Monday, April 28, 2008

Row, Row, Row Your Boat

As promised, here are the song stylings of K-Man! This will make your heart smile.

Saturday, April 26, 2008

Catching up with K-Man

Keegan is growing like a weed. He no longer resembles the baby he once was. His legs seem to get longer and leaner every day. We walked up to the Jonquil Festival today with Kee in the stroller, and his legs were practically hanging off the front. Thursday night Kee's school had an art show, and we were treated to Kee's interpretation of a pig and a pumpkin. Clearly, he is not wedded to the realism of Winslow Homer. But his enthusiasm comes through nonetheless.

K-man's athletic interests continue. He bounces from the basketball hoop to the tee-ball set and back again. Jen's parents were in town this week and picked up a small soccer ball for him too, so we'll be able to work on some kicking too.

Keegan has also treated us with a tune. His song of choice? Row, Row, Row Your Boat. It's priceless. (We'll have to get video of that to share.)

We do have video of Keegan at the keyboard. He enjoys when Jen plays ragtime pieces, but he also gets on the keys and works on his finger technique all the time. See for yourself.

Tuesday, April 8, 2008


Do you ever wonder why you remember some things -- even the most seemingly insignificant tedium -- and fail to recall details of the more momentous occasions? Perhaps the seemingly insignificant is really the momentous.

My earliest memories date back to living in married housing at UF when my Dad was finishing his undergrad and graduate degrees (right across the street from the law school I would attend some 23 years later -- cue the theme from The Twilight Zone). My first memory is looking at myself in the mirror in my room at our UF apartment and realizing that was "me" in the reflection. Could that be more narcissistic?

I can also remember one of the first days I wore underpants. (This one is pretty significant.) I recall getting some instructions before I went out to play -- something along the lines of "if you have to go to the bathroom, come home and go and then you can go back outside." Later, I was playing at the playground with a bunch of other kids. I could sense the need to excuse myself and take care of my business the way "big boys" do, but come on people, I was playing at the playground, and I was two and a half (or 3 - I don't actually recall). So as you may imagine, after it was too late, I realized that there were a few extra ounces in my shorts. Off I ran, turd in tow! I was beside myself with terror. Afraid what my mom was going to do to me for soiling my shorts after her very clear and reasonable directions. Why didn't I just go home when I felt the first sphincter twitch? When I reached the apartment, I am sure I was a weeping mess with a fecal jiggle in my pants. Despite my worst fears, my mom showed me mercy and simply cleaned me up, gave me some new briefs and sent me back out there. (I have no doubt that this episode is the seed of my anal retentive personality.

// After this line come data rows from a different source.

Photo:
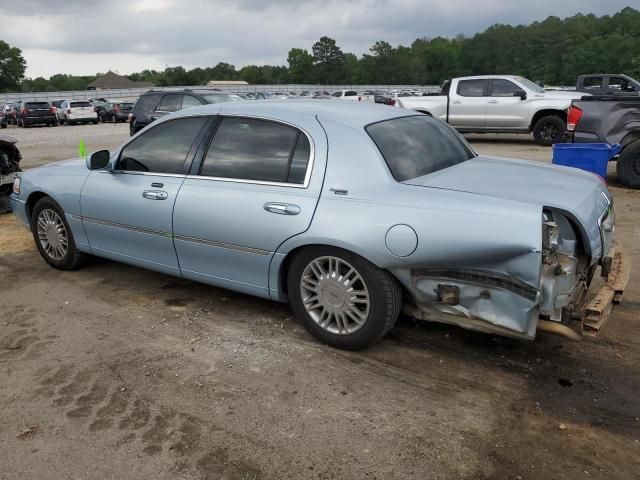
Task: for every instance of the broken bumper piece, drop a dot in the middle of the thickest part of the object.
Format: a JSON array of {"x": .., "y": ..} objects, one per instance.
[{"x": 599, "y": 309}]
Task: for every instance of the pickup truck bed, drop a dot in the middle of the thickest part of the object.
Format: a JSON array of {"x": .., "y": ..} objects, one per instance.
[{"x": 610, "y": 119}]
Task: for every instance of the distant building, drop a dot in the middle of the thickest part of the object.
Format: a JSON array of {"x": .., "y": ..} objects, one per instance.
[
  {"x": 113, "y": 80},
  {"x": 226, "y": 83}
]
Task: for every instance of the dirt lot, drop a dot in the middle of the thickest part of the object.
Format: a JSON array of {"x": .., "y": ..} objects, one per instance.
[{"x": 116, "y": 372}]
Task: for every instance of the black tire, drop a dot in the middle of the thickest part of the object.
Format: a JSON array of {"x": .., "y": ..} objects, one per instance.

Shut up.) Jen can attest that my response to that situation is typical of my response to mercy even now. I don't appreciate the mercy; I much prefer to beat myself up for doing whatever I did to get myself in the situation from which mercy rescued me. (How warped is that?)

Another memory of mine is from playing little league when I was 8. It's sort of two memories really. I can only recall one at-bat from all of the games that I played that season. It was a double that I hit to right-centerfield. What I remember is how true I hit the ball. I caught it right in the sweet spot. The bat was a wood bat my Dad bought for me at Sears. At the time, Sears sold bats marketed by Ted Williams (then, his head was still attached). This was a 26-inch model that was painted kelly green. I remember that we won the game, but the score evades me. And I recall that I was awarded the game ball that day. The other part of my memories of that first little league season is stealing the sign that the coach of the Dodgers team was using to tell his kids to steal. As a catcher, that came in handy. (NOTE to any would-be coaches reading this. When an 8-year-old can steal your sign, you need to put more effort in disguising your intentions.) He did the same thing every time, he took his hat off and wiped his forehead. If I didn't have an 8-year-old arm with the accompanying accuracy (or lack thereof), my discovery would have been much more helpful.

These memories say something about who I am. If you can figure that out, please let me know, so I can benefit from your insight!